I have a Markov matrix that looks like this:
\begin{align} P = \begin{pmatrix} 1 - p && q \\ p && 1 - q \end{pmatrix} \end{align}
Now, I want to prove that the following formula by eigenvalues
\begin{align} P^n = \dfrac{1}{p+q}\begin{pmatrix} q && q \\ p && p \end{pmatrix} + \dfrac{(1-p-q)^n}{p+q}\begin{pmatrix} p && -q \\ -p && q \end{pmatrix} \end{align}
Currently, I have found that eigenvalues are 1 and 1-p-q, and based on \begin{align} \det(P - \lambda E) = 0 \end{align} I did get the two matrices in the formula above, however, I have no idea about how to write the relationship between them, please help me. Thank you for any advice!

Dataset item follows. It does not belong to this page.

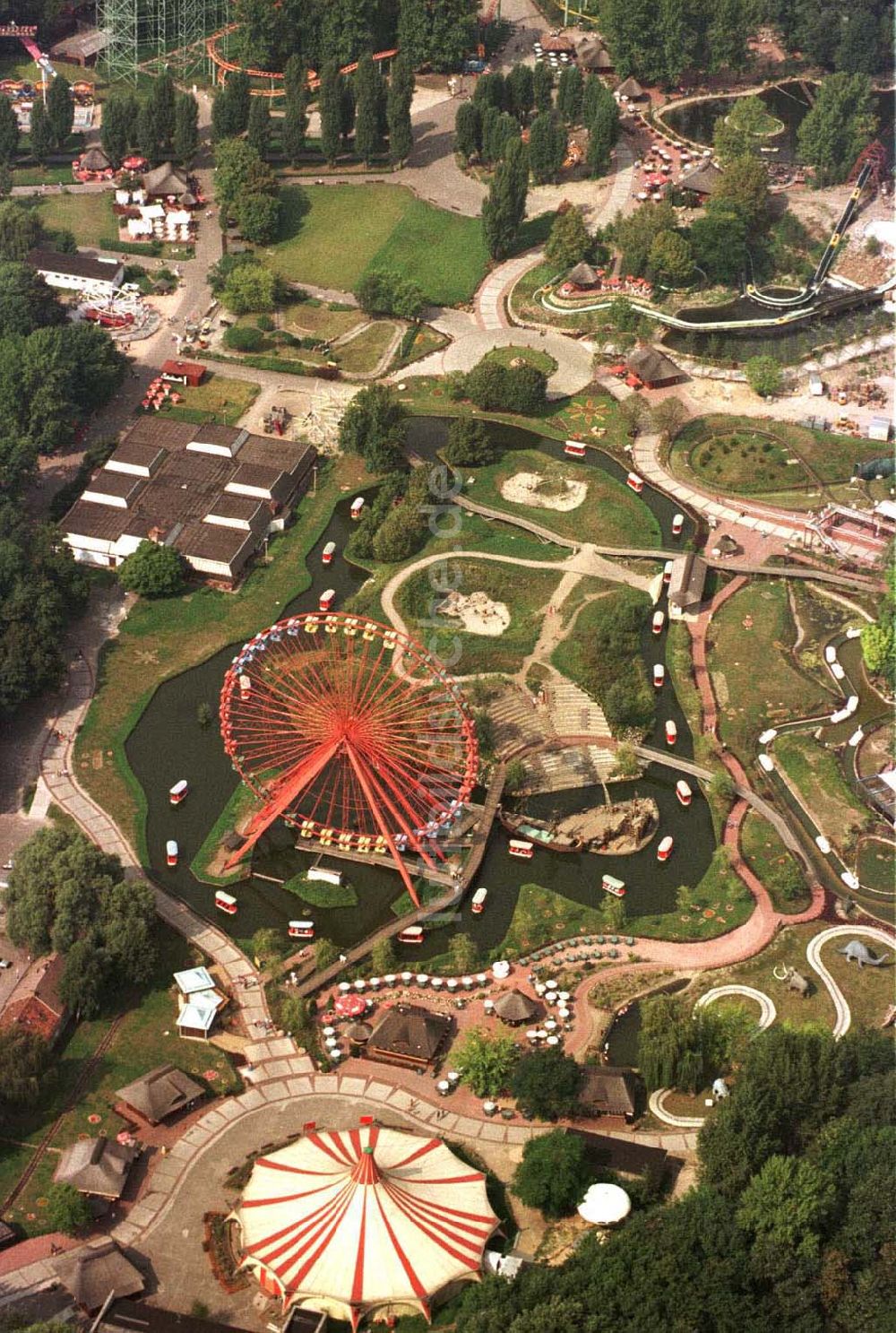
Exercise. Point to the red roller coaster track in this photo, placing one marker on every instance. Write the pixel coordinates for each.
(351, 752)
(231, 67)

You already found the eigenvalues $\lambda_1 = 1$, $\lambda_2 = 1 - p - q$, along with their eigenvectors $v_1 = \begin{pmatrix} q/p\\ 1 \end{pmatrix}$, $v_2 = \begin{pmatrix} 1\\ -1 \end{pmatrix}$. So you can diagonalize your matrix as $P = VDV^{-1}$, where $V = \begin{pmatrix} v_1 & v_2 \end{pmatrix} = \begin{pmatrix} q/p & 1\\ 1 & -1 \end{pmatrix}$, and $D = \begin{pmatrix} 1 & 0\\ 0 & 1 - p - q \end{pmatrix}$. (In general, if $P$ is $n \times n$ and you found eigenvalues $\lambda_1, \dots, \lambda_n$ and independent eigenvectors $v_1, \dots, v_n$, then you can diagonalize it as $P = VDV^{-1}$, where $V = \begin{pmatrix} v_1 & \dots & v_n \end{pmatrix}$ - i.e., arrange the eigenvectors in columns, and $D = \begin{pmatrix} \lambda_1 & \ & \ \\ \ & \ddots & \ \\ \ & \ & \lambda_n \end{pmatrix}$.)
When you take $n$-th power, you get \begin{align*} P^n & = VD^n V^{-1}\\ & = \begin{pmatrix} q/p & 1\\ 1 & -1 \end{pmatrix} \begin{pmatrix} 1 & 0\\ 0 & (1 - p - q)^n \end{pmatrix} V^{-1}\\ & = \begin{pmatrix} q/p & 1\\ 1 & -1 \end{pmatrix} \begin{pmatrix} 1 & 0\\ 0 & (1 - p - q)^n \end{pmatrix} \begin{pmatrix} \frac{p}{p + q} & \frac{p}{p + q}\\ \frac{p}{p + q} & -\frac{q}{p + q} \end{pmatrix} \end{align*}
If you actually compute this matrix multiplication, you will get $$ \frac{p}{p + q}\begin{pmatrix} q/p + (1 - p - q)^n & q/p - q/p(1 - p - q)^n\\ 1 - (1 - p - q)^n & 1 + q/p(1 - p - q)^n \end{pmatrix} $$ You can break it into two parts - one that has a factor of $(1 - p - q)^n$, which simplifies to $\frac{(1 - p - q)^n}{p + q}\begin{pmatrix} p & -q\\ -p & q \end{pmatrix}$, the other without $(1 - p - q)^n$, which simplifies to $\frac{1}{p + q} \begin{pmatrix} q & q\\ p & p \end{pmatrix}$.